The "Second Brain." This cluster replaces Notion, Todoist, and Google Calendar, ensuring that intellectual output is owned by the creator.

Service Function Configuration
Docmost Documentation A real-time collaborative wiki (Notion/Confluence alternative). It supports "Spaces" to segregate content (e.g., University notes vs. Personal projects) and integrates with diagrams and code blocks. Accessed via docs.spaceadler.local.
Memos Thought Stream A privacy-first, Twitter-like micro-blogging tool for capturing fleeting thoughts and ideas. It supports Markdown and object storage, acting as a "capture buffer" before synthesizing ideas into Docmost. Accessed via memos.spaceadler.local.
Vikunja Task Management A powerful to-do list application with Kanban boards, Gantt charts, and sub-tasks. It replaces Todoist, organized into namespaces (e.g., todo.spaceadler.local). It allows for complex project management workflows.
Karakeep Web Archiving Formerly known as Hoarder. It bookmarks URLs, caches the content (preventing link rot), and uses the local AI (Ollama) to auto-tag and summarize resources. Accessed via bookmark.spaceadler.local.
Radicale CalDAV/CardDAV A lightweight CalDAV/CardDAV server. It syncs calendars and contact lists across mobile and desktop devices, removing the need for Google/iCloud sync services. Accessed via calendar.spaceadler.local.
Glance Startpage A highly customizable dashboard that aggregates RSS feeds, calendar events from Radicale, and service status from Uptime Kuma into a single "Glance" view. Accessed via home.spaceadler.local.

Finance & Analytics

The "CFO" of the homelab.

Service Function Configuration
Ghostfolio Wealth Management Tracks net worth across multiple asset classes (stocks, crypto, ETFs). It is privacy-first, allowing for manual entry or anonymous import without linking bank credentials directly. Accessed via assets.spaceadler.local.
Maybe Personal Finance A budgeting and expense tracker. Note: As the official repository has been archived, this setup utilizes a specific, stable Docker SHA or a community-maintained fork to ensure continued functionality and security. Accessed via budget.spaceadler.local.

Storage & Synchronization

The "Logistics" layer. This cluster handles file movement, downloading, and data redundancy across the ecosystem.
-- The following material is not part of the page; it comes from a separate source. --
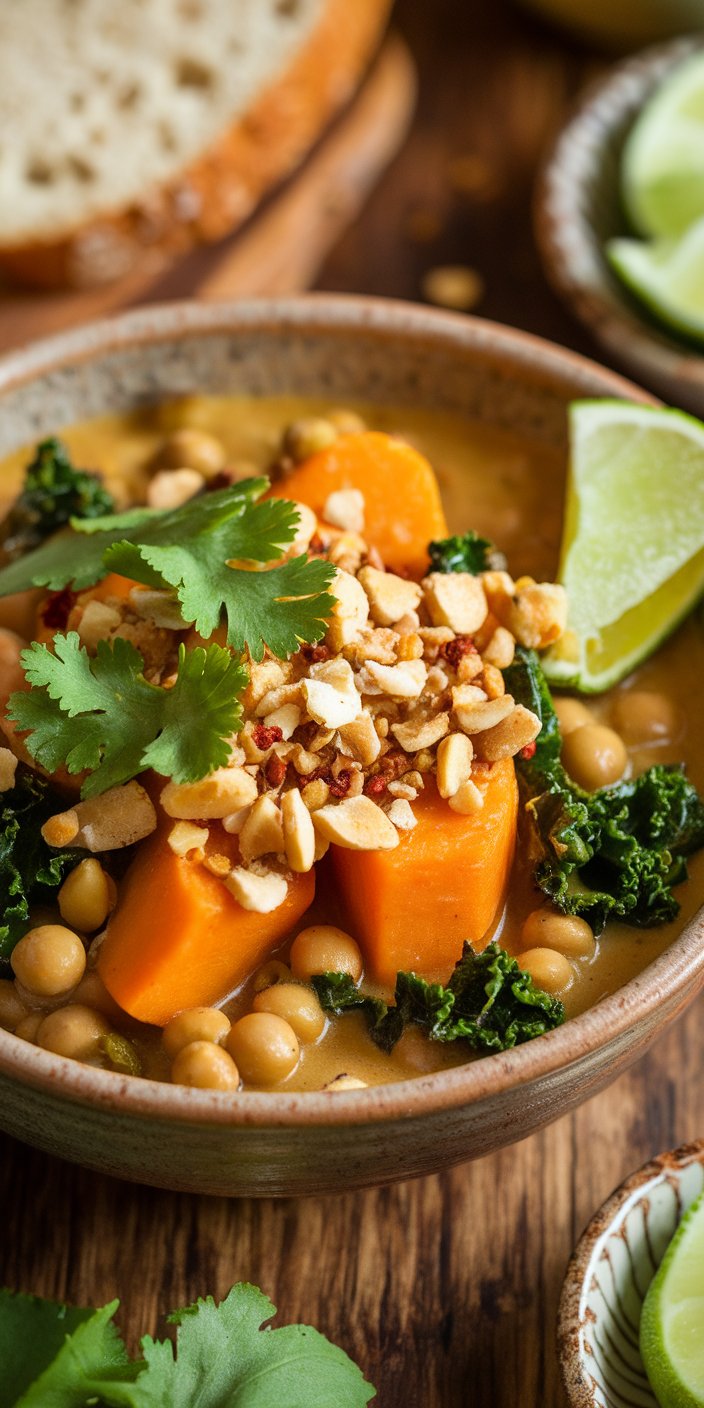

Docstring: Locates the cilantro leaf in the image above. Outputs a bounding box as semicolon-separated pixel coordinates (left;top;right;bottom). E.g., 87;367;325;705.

Service Function Configuration
FileBrowser Web Interface A lightweight file manager for the underlying filesystem. It allows the upload/download of files to the Downloads or Personal folders via a web browser, bridging the gap between the server's filesystem and client devices.
Syncthing Synchronization Implements the Block Exchange Protocol (BEP) for continuous, decentralized file synchronization between the Pi, a Windows PC, and Mobile devices. It handles the critical backup of the docker-compose configurations and media assets. Accessed via sync.spaceadler.local.
qBittorrent P2P Client Manages peer-to-peer downloads. It is integrated with the VPN to ensure privacy during retrieval of Linux ISOs and other media. Accessed via qb.spaceadler.local.
jDownloader DDL Client A headless container specialized for Direct Download Link (DDL) sites, YouTube rips, and other non-torrent content. Managed via the MyJDownloader web interface. Accessed via download.spaceadler.local.
Vaultwarden Password Manager A lightweight Rust implementation of the Bitwarden server API. Stores credentials locally, fully encrypted. Accessed via vault.spaceadler.local (Requires strict HTTPS via Cloudflare or Tailscale certs for client compatibility).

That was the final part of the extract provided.